3.2.3. Copilot Extensibility Framework
💡 First Principle: The extensibility framework lets organizations extend what Copilot can do and what it knows—without building from scratch. Think of it as adding specialized tools to a Swiss Army knife: the base tool (Copilot) is useful on its own, but extensions make it useful for YOUR specific workflows.
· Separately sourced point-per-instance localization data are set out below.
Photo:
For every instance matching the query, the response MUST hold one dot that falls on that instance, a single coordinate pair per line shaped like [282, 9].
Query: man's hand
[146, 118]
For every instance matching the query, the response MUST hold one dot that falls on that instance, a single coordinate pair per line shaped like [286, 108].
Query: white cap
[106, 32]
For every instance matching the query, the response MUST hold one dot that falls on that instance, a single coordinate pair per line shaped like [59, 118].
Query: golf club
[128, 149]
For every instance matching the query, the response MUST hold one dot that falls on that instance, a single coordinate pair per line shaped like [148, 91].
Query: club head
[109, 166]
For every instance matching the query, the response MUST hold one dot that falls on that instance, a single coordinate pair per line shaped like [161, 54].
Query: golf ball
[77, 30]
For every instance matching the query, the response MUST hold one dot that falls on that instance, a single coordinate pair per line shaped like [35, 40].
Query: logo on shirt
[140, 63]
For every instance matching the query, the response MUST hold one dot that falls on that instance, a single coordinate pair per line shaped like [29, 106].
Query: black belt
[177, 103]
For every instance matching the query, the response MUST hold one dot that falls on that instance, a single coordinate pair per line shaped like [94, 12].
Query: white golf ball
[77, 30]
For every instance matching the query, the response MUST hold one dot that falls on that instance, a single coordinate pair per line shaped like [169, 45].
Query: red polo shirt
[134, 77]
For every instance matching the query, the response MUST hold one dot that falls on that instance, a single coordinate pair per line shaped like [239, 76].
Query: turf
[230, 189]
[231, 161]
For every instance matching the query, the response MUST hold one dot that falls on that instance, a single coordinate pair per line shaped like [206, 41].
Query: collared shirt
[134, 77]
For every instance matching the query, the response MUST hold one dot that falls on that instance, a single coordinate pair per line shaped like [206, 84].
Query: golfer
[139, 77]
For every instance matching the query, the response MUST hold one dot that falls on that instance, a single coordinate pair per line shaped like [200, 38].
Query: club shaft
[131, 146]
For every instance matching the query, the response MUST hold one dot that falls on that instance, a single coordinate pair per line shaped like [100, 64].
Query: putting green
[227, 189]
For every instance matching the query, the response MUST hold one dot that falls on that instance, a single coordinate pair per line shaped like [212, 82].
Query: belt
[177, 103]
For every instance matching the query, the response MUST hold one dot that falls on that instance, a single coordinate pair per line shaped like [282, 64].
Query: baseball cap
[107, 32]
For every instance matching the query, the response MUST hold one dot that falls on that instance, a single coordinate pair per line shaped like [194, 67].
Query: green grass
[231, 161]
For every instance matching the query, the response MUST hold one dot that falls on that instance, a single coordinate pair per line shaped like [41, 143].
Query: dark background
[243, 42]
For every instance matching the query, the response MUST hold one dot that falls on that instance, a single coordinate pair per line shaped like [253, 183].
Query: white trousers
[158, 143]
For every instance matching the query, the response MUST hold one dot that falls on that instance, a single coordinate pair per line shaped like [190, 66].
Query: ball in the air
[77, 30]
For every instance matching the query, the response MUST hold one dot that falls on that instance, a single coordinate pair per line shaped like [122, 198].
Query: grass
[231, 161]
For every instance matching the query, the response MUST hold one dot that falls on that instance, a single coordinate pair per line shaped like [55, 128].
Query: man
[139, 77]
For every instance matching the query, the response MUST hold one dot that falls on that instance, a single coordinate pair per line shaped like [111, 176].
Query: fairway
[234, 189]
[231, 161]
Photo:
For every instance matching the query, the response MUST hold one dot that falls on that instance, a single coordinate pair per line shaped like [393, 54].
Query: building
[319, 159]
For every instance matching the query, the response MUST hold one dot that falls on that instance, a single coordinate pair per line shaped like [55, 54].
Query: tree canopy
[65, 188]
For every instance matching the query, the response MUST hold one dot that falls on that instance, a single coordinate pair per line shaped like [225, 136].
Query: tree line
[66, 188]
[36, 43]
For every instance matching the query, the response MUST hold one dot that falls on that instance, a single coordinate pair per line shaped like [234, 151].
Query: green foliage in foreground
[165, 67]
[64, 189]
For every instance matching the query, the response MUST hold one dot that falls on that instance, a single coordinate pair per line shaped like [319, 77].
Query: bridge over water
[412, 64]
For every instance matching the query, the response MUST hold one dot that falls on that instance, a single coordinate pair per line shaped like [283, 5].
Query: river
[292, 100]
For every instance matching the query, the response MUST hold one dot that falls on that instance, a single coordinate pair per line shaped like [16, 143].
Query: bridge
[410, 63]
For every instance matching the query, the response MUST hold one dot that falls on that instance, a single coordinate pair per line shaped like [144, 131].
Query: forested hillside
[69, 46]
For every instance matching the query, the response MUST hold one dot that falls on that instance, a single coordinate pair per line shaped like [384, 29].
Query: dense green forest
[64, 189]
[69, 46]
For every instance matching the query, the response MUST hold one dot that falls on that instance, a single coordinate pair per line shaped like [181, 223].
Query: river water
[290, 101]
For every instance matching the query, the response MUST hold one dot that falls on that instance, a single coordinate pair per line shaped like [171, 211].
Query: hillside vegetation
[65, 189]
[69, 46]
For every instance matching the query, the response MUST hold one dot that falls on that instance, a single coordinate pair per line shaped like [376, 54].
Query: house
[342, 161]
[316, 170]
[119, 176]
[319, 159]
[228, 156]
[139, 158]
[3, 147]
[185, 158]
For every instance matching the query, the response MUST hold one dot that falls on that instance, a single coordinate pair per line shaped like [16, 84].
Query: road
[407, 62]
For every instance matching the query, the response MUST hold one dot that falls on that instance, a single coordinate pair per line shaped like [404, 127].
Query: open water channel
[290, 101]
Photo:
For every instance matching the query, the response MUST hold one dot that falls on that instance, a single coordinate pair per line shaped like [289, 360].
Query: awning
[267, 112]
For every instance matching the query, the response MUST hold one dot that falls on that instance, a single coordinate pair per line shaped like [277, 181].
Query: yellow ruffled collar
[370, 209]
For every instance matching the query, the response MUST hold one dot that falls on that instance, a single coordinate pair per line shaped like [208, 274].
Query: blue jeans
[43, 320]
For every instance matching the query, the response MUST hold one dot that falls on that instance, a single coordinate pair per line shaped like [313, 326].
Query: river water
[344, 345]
The framework offers a spectrum from simple (connectors) to complex (custom engine agents), and the exam tests your ability to match the extension type to the need.
The extensibility spectrum:
| Extension Type | Complexity | What It Does | Example |
|---|---|---|---|
| Graph connectors | Low | Bring external data INTO Microsoft Graph so Copilot can search it | Connect Salesforce data so Copilot can answer CRM questions |
| Plugins/Actions | Medium | Let Copilot DO things in external systems | Create a Jira ticket, update a CRM record |
| Declarative agents | Medium | Custom Copilot with specific instructions, knowledge, and actions | Sales agent that knows pricing rules and can generate quotes |
| Custom engine agents | High | Agents built with external AI models (via Copilot Studio or Foundry) | Specialized legal research agent using domain-specific model |
The build, buy, or extend decision:
Key insight: Most organizations should exhaust "buy" and "extend" options before "build." Extending Copilot with connectors and plugins is significantly faster and cheaper than building custom solutions in Foundry.
⚠️ Exam Trap: When a scenario describes needing external data in Copilot, the answer is usually Graph connectors—not "build a custom solution." When Copilot needs to perform actions in external systems, the answer is plugins or declarative agents.
Reflection Question: A company uses Salesforce for CRM and wants Copilot to answer questions about customer accounts. Should they build a custom AI, use Copilot Studio, or deploy a Graph connector?